The Southern African Gender Protocol Alliance has called on gender ministers to craft a strong rights based approach to gender equality for the region post 2015.
Speaking at the annual meeting of gender ministers in Malawi ahead of the Heads of State (HOS) summit in Zimbabwe mid-August, Alliance Chair Emma Kaliya stressed that: "We are counting down to 2015. We must not let up the momentum. At the same time we must plan, re-strategise and reprioritise for 2030, in line with the global agenda."
Senior officials meeting here ahead of the gender ministers meeting noted that "the 28 targets of the SADC Protocol on Gender and Development lapse in 2015.
It is likely that most member states will not achieve them by that date.

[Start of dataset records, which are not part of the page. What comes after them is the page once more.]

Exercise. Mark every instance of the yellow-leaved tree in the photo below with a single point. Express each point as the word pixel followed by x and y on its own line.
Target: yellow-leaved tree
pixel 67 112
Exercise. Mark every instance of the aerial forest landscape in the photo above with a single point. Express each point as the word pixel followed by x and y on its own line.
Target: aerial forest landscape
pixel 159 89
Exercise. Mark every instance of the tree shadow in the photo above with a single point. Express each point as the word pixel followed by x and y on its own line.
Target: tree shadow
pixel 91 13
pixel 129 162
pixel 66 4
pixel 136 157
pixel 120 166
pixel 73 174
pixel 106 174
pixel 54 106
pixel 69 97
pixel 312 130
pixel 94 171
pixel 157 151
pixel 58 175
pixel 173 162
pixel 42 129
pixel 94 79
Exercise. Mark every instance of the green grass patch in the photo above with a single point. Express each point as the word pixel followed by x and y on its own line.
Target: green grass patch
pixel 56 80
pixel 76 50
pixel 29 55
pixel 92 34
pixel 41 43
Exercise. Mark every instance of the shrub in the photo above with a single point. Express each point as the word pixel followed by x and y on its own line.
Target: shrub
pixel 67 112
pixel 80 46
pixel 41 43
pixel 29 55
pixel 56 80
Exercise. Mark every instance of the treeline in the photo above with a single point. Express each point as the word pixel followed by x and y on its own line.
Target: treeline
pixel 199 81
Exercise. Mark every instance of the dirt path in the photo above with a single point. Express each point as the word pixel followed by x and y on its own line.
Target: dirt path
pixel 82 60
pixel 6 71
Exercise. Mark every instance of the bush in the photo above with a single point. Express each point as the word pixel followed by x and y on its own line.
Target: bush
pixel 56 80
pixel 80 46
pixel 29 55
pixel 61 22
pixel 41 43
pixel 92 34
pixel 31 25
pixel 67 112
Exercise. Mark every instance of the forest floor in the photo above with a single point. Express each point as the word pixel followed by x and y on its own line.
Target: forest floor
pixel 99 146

Therefore the targets will have to be reviewed." The senior officials note that amendments will need to be submitted to the Council of Ministers in 2015.
The Alliance is calling on strong leadership from Zimbabwe, the new chair of SADC, in taking forward this critical agenda that forms the centre piece of the 2014 Barometer, due to be launched in Harare on July 28 at the SADC Council of NGOs forum ahead of HOS.
The Barometer uses two measures for progress - the SADC Gender and Development Index, based on empirical data for 23 indicators that can be measured across the region, and the Citizen Score Card, based on citizen perceptions of all 28 targets.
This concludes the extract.